Как-то по-особому, чуть шутливо нежен со стариком – все старое, умирающее так трогает нас, так ранит наши чувства, что рождается потребность в нежности, которую уже ничто не может сдержать. Это относится не только к Шеннону, но и к Ханне. И в отношении друг к другу они тоже перешли границы обычной сдержанности.
Дедушка. А? Да… (Он вконец измучен, но у него еще хватает сил кричать.) Мы тут можем сорвать большой куш, а?
Шеннон. Можете быть совершенно уверены!
Мэксин. Ха!
Шеннон метнул на нее свирепый взгляд. Мэксин с любезной улыбкой отходит к немцам.

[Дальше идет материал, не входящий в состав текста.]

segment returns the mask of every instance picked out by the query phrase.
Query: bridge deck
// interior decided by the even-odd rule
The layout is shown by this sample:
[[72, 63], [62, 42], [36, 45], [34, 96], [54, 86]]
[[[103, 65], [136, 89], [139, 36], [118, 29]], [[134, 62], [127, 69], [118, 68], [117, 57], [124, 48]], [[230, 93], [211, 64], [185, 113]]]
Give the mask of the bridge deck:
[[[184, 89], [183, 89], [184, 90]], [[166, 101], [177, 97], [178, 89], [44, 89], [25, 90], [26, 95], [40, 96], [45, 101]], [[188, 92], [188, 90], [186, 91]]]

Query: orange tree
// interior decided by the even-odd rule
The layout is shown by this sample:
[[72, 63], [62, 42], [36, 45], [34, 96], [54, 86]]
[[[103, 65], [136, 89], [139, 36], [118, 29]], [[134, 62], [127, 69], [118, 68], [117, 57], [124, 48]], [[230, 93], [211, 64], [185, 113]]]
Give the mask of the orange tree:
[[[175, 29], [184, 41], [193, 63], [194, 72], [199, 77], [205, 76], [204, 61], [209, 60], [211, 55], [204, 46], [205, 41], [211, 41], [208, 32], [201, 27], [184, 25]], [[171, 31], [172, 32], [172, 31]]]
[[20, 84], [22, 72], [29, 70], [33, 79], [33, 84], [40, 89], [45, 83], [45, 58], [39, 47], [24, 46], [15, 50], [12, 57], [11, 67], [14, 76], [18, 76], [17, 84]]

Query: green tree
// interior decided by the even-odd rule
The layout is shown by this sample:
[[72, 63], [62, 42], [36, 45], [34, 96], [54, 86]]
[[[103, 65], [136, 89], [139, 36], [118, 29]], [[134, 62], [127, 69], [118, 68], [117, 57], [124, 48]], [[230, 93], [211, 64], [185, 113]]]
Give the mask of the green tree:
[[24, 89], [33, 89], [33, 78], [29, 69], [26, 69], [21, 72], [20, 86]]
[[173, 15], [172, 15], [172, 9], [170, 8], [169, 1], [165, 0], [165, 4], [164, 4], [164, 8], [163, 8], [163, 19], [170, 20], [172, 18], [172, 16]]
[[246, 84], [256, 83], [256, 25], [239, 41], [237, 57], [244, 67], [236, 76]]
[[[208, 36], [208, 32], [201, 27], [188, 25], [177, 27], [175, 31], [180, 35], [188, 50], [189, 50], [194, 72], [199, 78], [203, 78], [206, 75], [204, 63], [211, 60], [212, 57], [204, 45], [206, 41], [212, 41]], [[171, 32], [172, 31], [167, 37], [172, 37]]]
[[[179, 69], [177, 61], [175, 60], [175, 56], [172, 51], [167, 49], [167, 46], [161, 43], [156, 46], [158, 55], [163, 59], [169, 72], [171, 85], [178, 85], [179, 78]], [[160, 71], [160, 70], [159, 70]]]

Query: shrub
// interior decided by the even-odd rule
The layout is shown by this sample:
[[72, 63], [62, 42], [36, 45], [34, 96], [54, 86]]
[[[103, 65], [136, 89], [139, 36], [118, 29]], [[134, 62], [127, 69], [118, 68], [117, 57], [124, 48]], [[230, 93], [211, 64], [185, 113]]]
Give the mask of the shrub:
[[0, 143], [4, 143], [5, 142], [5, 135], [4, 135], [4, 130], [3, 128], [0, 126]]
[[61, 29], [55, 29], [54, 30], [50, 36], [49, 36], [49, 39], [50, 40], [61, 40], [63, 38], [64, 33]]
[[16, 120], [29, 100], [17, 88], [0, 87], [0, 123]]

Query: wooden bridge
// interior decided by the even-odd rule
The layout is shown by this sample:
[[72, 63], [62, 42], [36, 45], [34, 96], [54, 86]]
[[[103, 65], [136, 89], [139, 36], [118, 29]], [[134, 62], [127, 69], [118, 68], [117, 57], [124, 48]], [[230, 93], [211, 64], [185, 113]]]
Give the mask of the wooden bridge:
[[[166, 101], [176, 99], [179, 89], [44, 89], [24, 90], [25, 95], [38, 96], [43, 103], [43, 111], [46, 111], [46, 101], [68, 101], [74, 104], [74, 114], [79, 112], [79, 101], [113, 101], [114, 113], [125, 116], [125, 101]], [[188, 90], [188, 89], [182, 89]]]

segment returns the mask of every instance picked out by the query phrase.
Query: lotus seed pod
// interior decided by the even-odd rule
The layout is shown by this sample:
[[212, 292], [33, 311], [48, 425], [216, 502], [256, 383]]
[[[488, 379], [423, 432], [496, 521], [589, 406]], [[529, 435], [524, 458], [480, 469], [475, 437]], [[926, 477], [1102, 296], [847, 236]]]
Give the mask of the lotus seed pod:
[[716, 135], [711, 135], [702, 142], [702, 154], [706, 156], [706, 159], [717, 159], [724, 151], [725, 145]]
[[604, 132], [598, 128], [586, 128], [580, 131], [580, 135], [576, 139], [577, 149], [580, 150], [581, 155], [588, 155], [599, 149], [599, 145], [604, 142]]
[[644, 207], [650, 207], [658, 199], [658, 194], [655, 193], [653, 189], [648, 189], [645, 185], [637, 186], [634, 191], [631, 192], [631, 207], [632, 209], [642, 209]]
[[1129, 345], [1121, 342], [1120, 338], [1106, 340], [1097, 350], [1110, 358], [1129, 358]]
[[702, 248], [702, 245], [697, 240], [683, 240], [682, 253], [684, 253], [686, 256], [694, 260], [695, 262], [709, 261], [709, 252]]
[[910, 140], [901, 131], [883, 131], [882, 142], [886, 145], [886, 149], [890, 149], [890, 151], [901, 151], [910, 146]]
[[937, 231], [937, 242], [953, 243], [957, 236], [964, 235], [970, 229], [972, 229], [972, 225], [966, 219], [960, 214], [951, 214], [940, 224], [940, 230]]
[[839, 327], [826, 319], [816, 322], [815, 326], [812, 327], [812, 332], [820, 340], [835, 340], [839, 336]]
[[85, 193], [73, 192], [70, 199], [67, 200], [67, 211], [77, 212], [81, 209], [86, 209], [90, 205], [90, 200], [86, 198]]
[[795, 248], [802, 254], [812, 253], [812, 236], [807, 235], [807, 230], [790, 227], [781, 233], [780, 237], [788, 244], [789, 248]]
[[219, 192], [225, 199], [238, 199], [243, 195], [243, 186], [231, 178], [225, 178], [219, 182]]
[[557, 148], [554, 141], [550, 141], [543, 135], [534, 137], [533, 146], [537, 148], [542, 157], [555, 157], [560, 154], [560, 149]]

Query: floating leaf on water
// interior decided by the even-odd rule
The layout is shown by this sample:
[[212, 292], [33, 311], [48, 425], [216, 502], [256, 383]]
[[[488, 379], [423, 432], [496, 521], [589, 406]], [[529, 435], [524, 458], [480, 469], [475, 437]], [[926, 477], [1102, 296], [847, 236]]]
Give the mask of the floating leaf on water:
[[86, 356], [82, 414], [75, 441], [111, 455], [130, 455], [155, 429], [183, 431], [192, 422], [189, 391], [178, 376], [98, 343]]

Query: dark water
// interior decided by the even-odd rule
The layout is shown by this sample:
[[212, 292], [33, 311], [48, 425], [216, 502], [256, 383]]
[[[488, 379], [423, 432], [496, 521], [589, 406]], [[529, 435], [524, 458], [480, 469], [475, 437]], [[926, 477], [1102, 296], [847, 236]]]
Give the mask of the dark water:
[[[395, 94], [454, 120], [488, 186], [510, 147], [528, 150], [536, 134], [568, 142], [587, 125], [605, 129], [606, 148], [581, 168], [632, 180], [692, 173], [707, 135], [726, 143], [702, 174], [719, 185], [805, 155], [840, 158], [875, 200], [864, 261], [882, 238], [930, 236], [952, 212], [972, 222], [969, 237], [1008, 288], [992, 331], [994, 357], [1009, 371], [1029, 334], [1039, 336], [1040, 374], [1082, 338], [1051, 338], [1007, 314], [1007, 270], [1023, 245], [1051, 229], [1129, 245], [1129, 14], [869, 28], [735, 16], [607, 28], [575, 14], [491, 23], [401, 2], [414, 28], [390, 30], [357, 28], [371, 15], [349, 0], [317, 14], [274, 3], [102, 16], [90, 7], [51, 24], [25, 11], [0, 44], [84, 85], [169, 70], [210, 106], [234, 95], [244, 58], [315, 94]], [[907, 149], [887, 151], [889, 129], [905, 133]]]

Дедушка (задыхаясь и слегка пошатываясь, виснет на руке Шеннона, думая, что это Ханна). А что… в ресторане… очень много народу? (Оглядывается, ничего не видя.) Шеннон. Да, яблоку упасть негде. И еще за дверью стоит толпа.
Но старик не слышит.
Дедушка. Ханна, если здесь есть бар, где пьют коктейли, нам надо бы сначала там поработать. Куй железо, пока горячо… хо-хо… пока горячо…
Это уже смахивает на бред. И только такая сильная женщина, как Ханна, может сохранять выдержку.
Ханна. Он принимает вас за меня, мистер Шеннон. Помогите ему сесть и, пожалуйста, побудьте с ним минутку…
Отходит от стола и делает несколько глубоких вдохов и выдохов, словно ее только что вытащили из воды. Шеннон усаживает старика в кресло, и тут дедушку сразу покидает лихорадочная живость, он откидывается на спинку и дремлет.